Brandon LacyNovember 1996
On October 12th, I stepped off the Metro at the Federal Center SW in Washington DC. I winded my way out of the Metro station, past the Department of Education, and onto a street laden with people of all shades, colors, creeds and nationalities. I looked around at my traveling companions, breathed deep, and said loudly. "Where the hell is the quilt?"
It was at that point, as if Moses himself had stepped forth from the subway, the people crowded on the mall parted and I got my first glimpse of the quilt. The day was warm, and I moved forward like I was in some drug induced trance. I looked at the patches, and I was immediately struck with a sense of sadness. In the background, I heard some group or another marching and yelling a chant of "No More Silence, No More Fear."
I looked around me and watched a group of AIDS Quilt volunteers, angels in white, laying out another section of the quilt. It was then that I noticed the wide swatch of quilt that I was viewing were the new patches laid down in the last twenty four hours. At that moment, I became numb.
I crossed the lawn onto the main Mall. And there I saw, stretching from the steps of the capital to the Washington Monument, past all of the sacred places of American democracy, the representation of 77,000 lives lost.

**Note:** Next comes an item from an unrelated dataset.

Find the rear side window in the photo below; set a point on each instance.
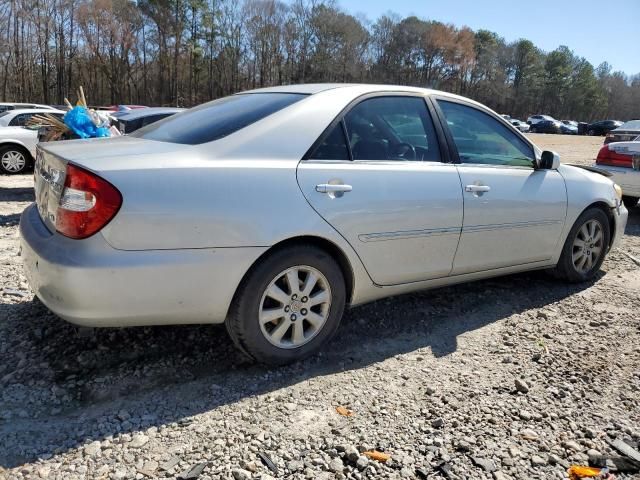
(392, 128)
(217, 119)
(334, 147)
(20, 120)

Moving silently, in a sea of roaring sorrow, I walked, searching for the name of a friend, for a friend. I saw, as I walked on that path of lost smiles, the faces of friends, mothers, brothers, sisters, and lovers. I was struck by the pain that radiated from the Quilt. It seemed like they had been sewn with anger and love, but without fear. Fear was not a part of the dead. That belongs to the living.
I found the panel that I was looking for, and I raised my camera to take a shot. At that point a little girl, with ribbons in her hair said to her Mother, "Mama, now that they are dead, does that mean they can't smile anymore?" At that moment, my numbness vanished, and tears ran freely from my eyes.
I turned to find my friends and began walking back to our meeting place. On the way I noticed a panel set out so that visitors can write messages to the living and to those who have died. I stopped, and wrote, "To All My Friends, I hope never to see your names here..."
I hurried on and met my friends. I turned my back to the Quilt, and my face toward the Capitol. I looked at the smiling faces around me, many of whom had lost friends and family, lovers, and more to this disease. I dried my tears, because I had no right to cry. These people who had lost so much did not shed tears, and I who have not lost to AIDS should be as strong as they. I realized that in smiles are strength, in laughter is power. The silence is broken.
(Hopefully, you who are reading this article have gone/are going to vote. Every vote counts!)